Currently, CVD is not being optimally managed in this rural area of South Africa. There are significant disparities in control of CVD risk factors by sex, socioeconomic status, and level of disability. Efforts to improve secondary prevention in this population should be focused on females, subjects from lower socioeconomic status, and those with physical disabilities.
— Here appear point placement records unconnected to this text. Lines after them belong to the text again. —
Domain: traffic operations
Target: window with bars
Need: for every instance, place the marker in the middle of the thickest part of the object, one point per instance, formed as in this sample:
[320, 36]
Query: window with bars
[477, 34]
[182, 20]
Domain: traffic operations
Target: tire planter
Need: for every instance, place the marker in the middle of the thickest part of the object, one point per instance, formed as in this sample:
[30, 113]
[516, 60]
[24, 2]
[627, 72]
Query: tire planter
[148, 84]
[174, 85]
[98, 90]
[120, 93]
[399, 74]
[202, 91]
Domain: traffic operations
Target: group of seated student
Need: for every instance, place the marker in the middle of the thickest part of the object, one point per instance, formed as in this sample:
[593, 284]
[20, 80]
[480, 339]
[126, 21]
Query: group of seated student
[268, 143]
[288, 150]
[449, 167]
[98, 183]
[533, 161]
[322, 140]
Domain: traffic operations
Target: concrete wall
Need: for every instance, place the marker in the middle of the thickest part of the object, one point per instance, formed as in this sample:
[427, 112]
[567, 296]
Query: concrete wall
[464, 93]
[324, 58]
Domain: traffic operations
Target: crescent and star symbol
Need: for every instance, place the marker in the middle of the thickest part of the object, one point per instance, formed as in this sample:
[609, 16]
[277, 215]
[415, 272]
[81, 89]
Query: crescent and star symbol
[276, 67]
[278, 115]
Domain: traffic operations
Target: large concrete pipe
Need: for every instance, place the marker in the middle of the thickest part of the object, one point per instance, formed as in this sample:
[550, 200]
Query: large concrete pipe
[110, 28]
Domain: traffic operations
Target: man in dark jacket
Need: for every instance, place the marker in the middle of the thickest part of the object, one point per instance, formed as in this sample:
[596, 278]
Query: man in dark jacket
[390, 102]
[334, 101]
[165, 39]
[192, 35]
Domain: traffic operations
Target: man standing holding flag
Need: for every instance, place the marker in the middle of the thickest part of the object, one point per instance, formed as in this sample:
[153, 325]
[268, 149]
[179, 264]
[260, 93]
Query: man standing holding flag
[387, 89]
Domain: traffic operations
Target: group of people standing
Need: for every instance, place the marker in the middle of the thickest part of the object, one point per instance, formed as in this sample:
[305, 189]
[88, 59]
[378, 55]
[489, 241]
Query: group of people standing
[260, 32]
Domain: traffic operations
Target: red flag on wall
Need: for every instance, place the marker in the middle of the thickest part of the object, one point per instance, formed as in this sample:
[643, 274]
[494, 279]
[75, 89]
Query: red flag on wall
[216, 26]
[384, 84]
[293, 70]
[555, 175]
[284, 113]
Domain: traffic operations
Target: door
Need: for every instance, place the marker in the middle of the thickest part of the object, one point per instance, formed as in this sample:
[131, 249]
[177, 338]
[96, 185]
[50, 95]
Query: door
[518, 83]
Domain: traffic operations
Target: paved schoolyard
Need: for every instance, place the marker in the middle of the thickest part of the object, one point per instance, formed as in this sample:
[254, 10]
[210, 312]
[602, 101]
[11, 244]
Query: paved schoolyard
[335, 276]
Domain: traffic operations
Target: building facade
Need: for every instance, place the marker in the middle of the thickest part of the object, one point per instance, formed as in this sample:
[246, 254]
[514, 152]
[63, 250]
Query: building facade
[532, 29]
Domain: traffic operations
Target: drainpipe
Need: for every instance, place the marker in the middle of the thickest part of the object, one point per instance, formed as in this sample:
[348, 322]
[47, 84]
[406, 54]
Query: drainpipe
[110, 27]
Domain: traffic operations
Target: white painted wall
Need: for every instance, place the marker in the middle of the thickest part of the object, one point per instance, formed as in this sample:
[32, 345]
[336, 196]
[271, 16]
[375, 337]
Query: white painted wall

最佳二级预防对于减少心血管事件复发至关重要,在此背景下控制心血管危险因素至关重要。需要撒哈拉以南非洲地区心血管疾病(CVD)二级预防的数据,以制定干预策略,尤其关注当地的差异。本研究的目的是评估南非东北部一个农村社区的心血管疾病管理情况。
我们招募了居住在姆普马兰加省阿金库尔分区的40岁及以上成年人。数据收集包括社会经济和临床数据、人体测量指标、血压、人类免疫缺陷病毒感染状况以及即时血糖和血脂水平。心血管疾病定义为心肌梗死、中风的自我报告或根据罗斯标准诊断的心绞痛。建立线性回归模型以确定与控制的心血管危险因素数量独立相关的变量。在5059名受试者中,592人(11.7%)符合心血管疾病诊断标准。这些受试者中,77.0%报告有心绞痛,25.2%有中风,3.7%有心肌梗死。所评估的5个个体危险因素的控制百分比分别如下:烟草92.9%;血压51.2%;体重指数33.8%;低密度脂蛋白31.4%;腰臀比29.7%。只有4.4%的人控制了所有5个危险因素,42.4%的人控制了≥3个危险因素。男性(β系数=0.44;95%置信区间,0.25 - 0.63;<0.001)、无身体残疾(β系数=0.40;95%置信区间,0.16 - 0.65;=0.001)和社会经济地位(β系数=0.10;95%置信区间,0.01 - 0.19;=0.035)与控制的危险因素数量直接相关。
目前,南非这个农村地区的心血管疾病管理并不理想。在心血管疾病危险因素的控制方面,存在性别、社会经济地位和残疾程度的显著差异。改善该人群二级预防的努力应集中在女性、社会经济地位较低的人群以及身体残疾者身上。